- Tynes in 1987
- Born: 30 June 1949 Dartmouth, Nova Scotia
- Died: 12 September 2011 (aged 62)
- Education: Dalhousie University
- Occupations: Poet, educator

= Maxine Tynes =

Canadian poet (1949–2011)

Maxine Nellie Tynes (30 June 1949 – 12 September 2011) was a Canadian poet, writer, and educator.

==Early life and education==
A descendent of Black Loyalists, Tynes was born on 30 June 1949 and raised in Dartmouth, Nova Scotia. She contracted polio at age 4, which left her right leg paralyzed. Unable to attend school for several years due to her illness, Tynes was taught to read and write by her mother Ada Maxwell Tynes, a homemaker. Her father, Joseph (Joe) Tynes, was a shipyard worker.

Tynes began writing poetry during her teenage years. Her work explored themes of race, social inequality, war, disability, and feminism.

After graduating from Dartmouth High School, Tynes studied at Dalhousie University, where she won the Dennis Memorial Poetry Prize. She graduated with an education degree in 1975.

==Career==
Tynes taught English at the former Graham Creighton High School in Cherry Brook; and at Cole Harbour District High School and Auburn Drive High School in Forest Hills, just outside Dartmouth; for 31 years. In 1993, she received a medal from the Governor General for excellence in teaching.

She was the first African-Canadian woman to sit on the Dalhousie University board of governors, where she served from 1986 to 1994.
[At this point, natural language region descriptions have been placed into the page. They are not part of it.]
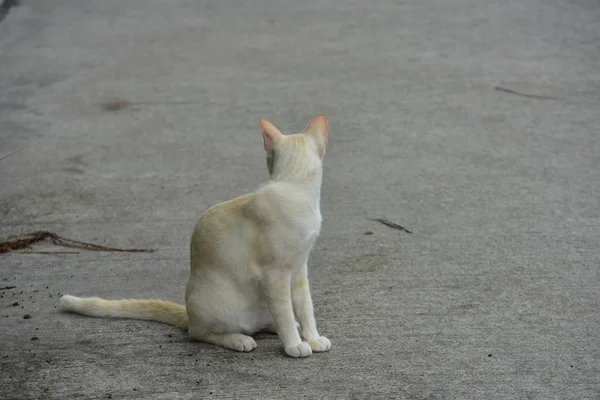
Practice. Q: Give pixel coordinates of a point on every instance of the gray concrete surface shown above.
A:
(496, 294)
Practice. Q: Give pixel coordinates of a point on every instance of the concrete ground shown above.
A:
(475, 124)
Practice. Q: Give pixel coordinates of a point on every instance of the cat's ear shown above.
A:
(318, 126)
(270, 133)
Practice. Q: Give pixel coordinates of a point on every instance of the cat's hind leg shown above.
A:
(233, 341)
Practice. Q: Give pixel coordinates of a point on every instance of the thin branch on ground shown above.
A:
(391, 224)
(26, 240)
(528, 95)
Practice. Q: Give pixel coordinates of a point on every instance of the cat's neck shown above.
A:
(308, 184)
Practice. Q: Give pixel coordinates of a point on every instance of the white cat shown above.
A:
(249, 257)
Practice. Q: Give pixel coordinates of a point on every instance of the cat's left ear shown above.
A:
(318, 128)
(270, 133)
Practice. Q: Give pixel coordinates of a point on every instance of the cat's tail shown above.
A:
(151, 309)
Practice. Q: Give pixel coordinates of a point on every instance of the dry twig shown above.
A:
(26, 240)
(391, 224)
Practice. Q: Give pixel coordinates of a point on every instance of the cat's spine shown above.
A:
(149, 309)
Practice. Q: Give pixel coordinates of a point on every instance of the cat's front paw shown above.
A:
(320, 344)
(301, 350)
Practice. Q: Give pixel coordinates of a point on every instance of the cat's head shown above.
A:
(295, 155)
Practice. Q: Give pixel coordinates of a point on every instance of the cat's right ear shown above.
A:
(270, 133)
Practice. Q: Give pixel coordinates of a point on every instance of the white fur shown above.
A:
(249, 257)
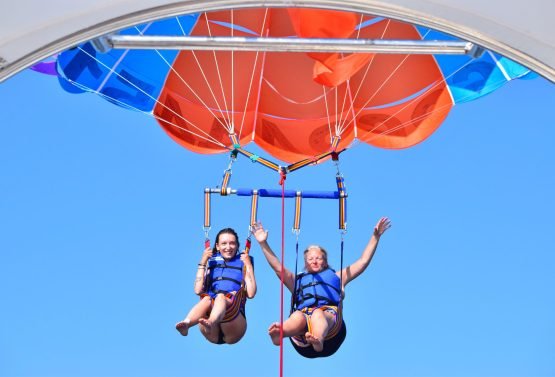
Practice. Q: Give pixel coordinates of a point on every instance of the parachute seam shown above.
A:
(218, 71)
(154, 99)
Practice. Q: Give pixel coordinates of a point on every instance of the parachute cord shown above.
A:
(294, 295)
(282, 273)
(341, 269)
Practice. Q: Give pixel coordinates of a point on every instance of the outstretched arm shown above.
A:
(357, 268)
(261, 236)
(250, 281)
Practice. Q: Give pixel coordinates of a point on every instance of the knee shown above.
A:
(233, 339)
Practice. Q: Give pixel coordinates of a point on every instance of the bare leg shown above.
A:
(294, 325)
(321, 322)
(216, 315)
(234, 330)
(197, 312)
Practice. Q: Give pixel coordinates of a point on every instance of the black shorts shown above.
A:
(330, 346)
Tynes' first book of poetry, Borrowed Beauty, was published in 1987 and won the Milton Acorn People's Poetry Award. She went on to publish three other poetry anthologies. Tynes also contributed to various other Maritimes publications as well as CBC Radio.

==Publications==
Tynes wrote four poetry anthologies, all published by Pottersfield Press of Lawrencetown.

- Borrowed Beauty (1987)
- Woman Talking Woman (1990)
- Save the World For Me (1991) – children's book
- The Door of My Heart (1993)

==Death==
Tynes died of complications of polio on 12 September 2011 at age 62.

==Honours==
A room in the Alderney Gate Public Library in downtown Dartmouth was formally named The Maxine Tynes Room on 14 June 1990, and features a portrait of Tynes by artist Rosemary McDonald. The same portrait appears on the cover of Woman Talking Woman.

In 1992, Tynes was awarded an honorary Doctor of Humane Letters from Mount Saint Vincent University in Halifax.

In 2021, the Writers' Federation of Nova Scotia named its poetry award the Maxine Tynes Nova Scotia Poetry Award.